Georgia secretary of state: My family voted for Trump. He threw us under the bus anyway.
Why? His mind is addled. That negates intent. He did not intend for anyone to “engage in conduct constituting a felony.” He just wanted what he believes is his — a victory in Georgia. Further, my client said “I just want to find 11,780 votes.” He did not say he wanted anyone to do anything improper to obtain those votes. He wanted them found. My client also said on the call that “we won the state.” He believes that, too. He believes those votes — his votes — exist, and he wanted them located.
My client is odd but, just like crazy and wrong, odd is not a crime. The burden is on the prosecution to prove, beyond a reasonable doubt, that my client acted with the intent required by the statute. That, they cannot do.
An actual trial would focus on intent
Now, it is not clear to me that Trump would permit this defense on his behalf, or that he could find a good attorney to represent him, or both. And it would not be an honor to defend him (as it would be to represent other presidents). I would prefer a root canal. But we live in a country — thank goodness — where everyone is entitled to competent counsel in a criminal case.
Thoughtful and committed defense lawyers and public defenders do their best, every day, in state and federal courtrooms around the country on behalf of difficult clients who did bad things and left behind lots of evidence. There are ways to defend Trump. The disingenuous nonsense you heard from Trump’s defense team at his second impeachment trial would never fly in a real court with a real judge, a real jury, and real rules of evidence and procedure. In a real trial, it would be sensible for a good defense attorney to focus on intent.

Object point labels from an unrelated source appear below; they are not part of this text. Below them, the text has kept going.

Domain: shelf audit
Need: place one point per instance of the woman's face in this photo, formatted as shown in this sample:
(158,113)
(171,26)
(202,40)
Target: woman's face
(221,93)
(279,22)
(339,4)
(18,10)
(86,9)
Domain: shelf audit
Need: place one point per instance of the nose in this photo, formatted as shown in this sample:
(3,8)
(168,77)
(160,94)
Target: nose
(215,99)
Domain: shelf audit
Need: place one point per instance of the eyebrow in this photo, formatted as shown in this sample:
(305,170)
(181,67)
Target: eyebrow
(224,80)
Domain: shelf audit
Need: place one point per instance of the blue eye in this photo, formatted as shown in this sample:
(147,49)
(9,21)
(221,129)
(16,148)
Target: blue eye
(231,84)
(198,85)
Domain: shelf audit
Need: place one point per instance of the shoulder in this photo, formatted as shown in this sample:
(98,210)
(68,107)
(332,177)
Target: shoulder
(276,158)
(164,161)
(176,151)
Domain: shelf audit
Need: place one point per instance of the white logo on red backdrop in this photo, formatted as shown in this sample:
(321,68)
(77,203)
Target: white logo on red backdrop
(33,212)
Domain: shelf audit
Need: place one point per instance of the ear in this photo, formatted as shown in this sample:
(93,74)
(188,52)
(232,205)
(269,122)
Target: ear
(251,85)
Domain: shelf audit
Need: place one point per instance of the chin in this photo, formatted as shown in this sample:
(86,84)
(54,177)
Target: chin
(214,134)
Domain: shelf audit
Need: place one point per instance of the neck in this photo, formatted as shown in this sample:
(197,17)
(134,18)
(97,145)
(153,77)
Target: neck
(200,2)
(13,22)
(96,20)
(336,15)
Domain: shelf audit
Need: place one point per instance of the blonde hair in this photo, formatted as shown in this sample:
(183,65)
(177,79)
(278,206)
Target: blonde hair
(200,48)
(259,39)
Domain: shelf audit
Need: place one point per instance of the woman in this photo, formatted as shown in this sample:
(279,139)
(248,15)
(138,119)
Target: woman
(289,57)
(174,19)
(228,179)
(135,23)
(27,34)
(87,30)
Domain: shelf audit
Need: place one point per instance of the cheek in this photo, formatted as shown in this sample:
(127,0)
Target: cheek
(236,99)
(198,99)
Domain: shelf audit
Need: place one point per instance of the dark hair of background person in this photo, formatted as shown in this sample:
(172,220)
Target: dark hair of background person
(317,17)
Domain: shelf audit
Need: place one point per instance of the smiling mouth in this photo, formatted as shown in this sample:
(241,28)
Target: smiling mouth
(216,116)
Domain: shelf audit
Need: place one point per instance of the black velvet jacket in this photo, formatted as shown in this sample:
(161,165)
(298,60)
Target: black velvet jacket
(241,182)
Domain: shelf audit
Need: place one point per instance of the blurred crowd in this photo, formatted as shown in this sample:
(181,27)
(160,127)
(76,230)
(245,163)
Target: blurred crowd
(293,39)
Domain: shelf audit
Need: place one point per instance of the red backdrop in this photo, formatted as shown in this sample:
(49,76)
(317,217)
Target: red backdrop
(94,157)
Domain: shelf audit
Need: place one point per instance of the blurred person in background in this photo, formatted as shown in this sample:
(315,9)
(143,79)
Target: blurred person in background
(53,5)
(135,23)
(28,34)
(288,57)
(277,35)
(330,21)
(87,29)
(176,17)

Proving intent in a real criminal case to a unanimous jury by proof beyond a reasonable doubt is difficult. It should be. These are vital and cherished components of our criminal law and of due process, and important to remember when we talk about criminal liability — Trump’s or anyone else's. It is not easy, nor should it be.
Chuck Rosenberg, a former U.S. attorney and senior FBI official, headed the Drug Enforcement Administration from 2015-17.